Medicaid Expansion Goes West: In all likelihood, residents in 3 very red states west of the Mississippi will be voting on whether or not to expand Medicaid. As of this July 17, Medicaid expansion will be on the ballot in both Utah and Idaho, with Nebraska expected to see its expansion initiative given the green light by the state’s board of elections. At a time when the Trump administration is doing everything in its power to undermine the Affordable Care Act and saddle existing Medicaid expansion programs with onerous, counterproductive work requirements, it is a promising sign that states with heavily Republican voter bases are at the very least considering expanding Medicaid.

In 2016, voters in the slightly bluer, but still largely GOP-led state of Maine overwhelmingly supported a ballot initiative to expand Medicaid in the state. Unfortunately, Maine’s soon-to-be-departing Governor Paul LePage has fought the implementation of the state’s Medicaid expansion program at every turn and, as of the writing of this article, the future of expansion in the state is currently hung up in the courts. Should voters in Idaho—the most stridently conservative of the 3 states considering Medicaid expansion in November—support the Medicaid ballot initiative, the state’s Republican gubernatorial candidate Brad Little has already come out on record as saying that he “will adhere to the will of the voters.” Following the Virginia legislature’s passage of their state’s Medicaid expansion program earlier this year, Idaho, Nebraska and Utah are 3 of only 18 states who have not expanded the program.

Transgender Rights On The Ballot in Massachusetts: This November, Massachusetts residents will be asked to vote on a veto referendum concerning an already passed piece of legislation (Senate Bill 2407) barring the discrimination based on gender identity in public spaces like hotels, restaurants and stores. The referendum was spearheaded by the right-wing, religious Keep MA Safe campaign and the Massachusetts Family Institute, which has routinely demonized transgender individuals in their promotional material, referring to those in the transgender community as performing “sexual charades” and engaging in fallacious fearmongering to claim that the right of a transgender person to use the bathroom of their choice is a grave threat to the safety of women and girls everywhere. Fortunately, it doesn’t appear as if the people of Massachusetts are falling for this grotesque argument, with a recent poll showing that only 38% of voters supported repealing the law.
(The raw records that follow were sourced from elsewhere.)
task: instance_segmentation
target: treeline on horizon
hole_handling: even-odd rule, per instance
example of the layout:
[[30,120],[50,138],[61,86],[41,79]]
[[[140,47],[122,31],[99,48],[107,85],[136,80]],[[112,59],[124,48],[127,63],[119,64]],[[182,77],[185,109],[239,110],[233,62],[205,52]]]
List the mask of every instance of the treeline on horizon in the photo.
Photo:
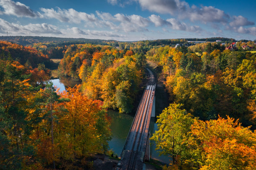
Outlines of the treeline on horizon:
[[147,52],[172,103],[151,138],[172,158],[164,169],[256,168],[256,53],[238,48],[207,42]]
[[[143,43],[146,43],[147,45],[157,46],[161,45],[171,45],[172,44],[184,43],[187,41],[215,42],[217,40],[220,40],[223,42],[228,42],[236,41],[236,40],[233,38],[223,37],[212,37],[210,38],[184,38],[125,41],[117,41],[112,40],[90,39],[83,38],[68,38],[30,36],[0,36],[0,40],[3,41],[8,41],[23,46],[33,46],[34,43],[41,42],[43,43],[48,43],[49,45],[51,45],[51,46],[62,46],[65,45],[69,45],[72,44],[91,43],[101,45],[110,45],[113,47],[115,47],[115,45],[116,46],[118,44],[119,45],[120,43],[123,42],[133,44],[139,42],[141,42]],[[242,42],[247,42],[248,41],[246,40],[241,40]]]
[[1,43],[0,169],[91,168],[87,158],[107,153],[111,138],[102,101],[85,96],[79,86],[58,91],[41,63],[46,56]]
[[[117,48],[112,44],[55,47],[63,55],[59,73],[82,80],[81,86],[59,93],[45,84],[50,71],[37,59],[49,60],[42,50],[49,53],[46,45],[34,44],[38,50],[1,43],[3,169],[50,169],[54,163],[58,168],[61,164],[89,168],[86,158],[107,152],[111,138],[105,111],[132,112],[147,60],[157,66],[159,82],[171,103],[158,117],[158,130],[151,138],[161,154],[172,158],[164,169],[256,167],[256,53],[225,50],[216,42],[176,48],[142,42]],[[244,44],[255,48],[253,42]],[[12,56],[18,52],[12,50],[25,50],[25,59]],[[27,57],[30,53],[33,58]],[[30,64],[33,59],[37,67]]]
Abortion Under Attack In Alabama & West Virginia: Hot on the heels of Justice Anthony Kennedy’s retirement from the Supreme Court, voters in Alabama and West Virginia will be faced with ballot initiatives that would add anti-abortion language to their state constitutions and potentially have a huge impact on access to abortion should the federal protections offered by Roe vs. Wade be overturned or weakened in the coming years. In West Virginia, the ballot initiative would amend the state’s constitution to say that “nothing in this Constitution secures or protects a right to abortion or requires the funding of abortion,” nullifying a 1993 state Supreme Court decision affirming the right to both abortion care and Medicaid funding for abortion. Alabama’s measure would be farther reaching, but, so long as Roe as we know it is upheld, less impactful in the short term. In their ballot initiative Alabama abortion opponents want to add language “to recognize and support the sanctity of unborn life and the rights of unborn children, including the right to life” in their state constitution.

While problematic in their own right before Justice Kennedy’s retirement, these ballot initiatives now represent threat to abortion rights the likes of which have not been seen since Roe was made the law of the land 45 years ago. Regardless of their success in November, abortion rights experts believe that ballot initiatives of this sort will be seen with increasing frequency in future elections in states that are already hostile towards a woman’s right to chose.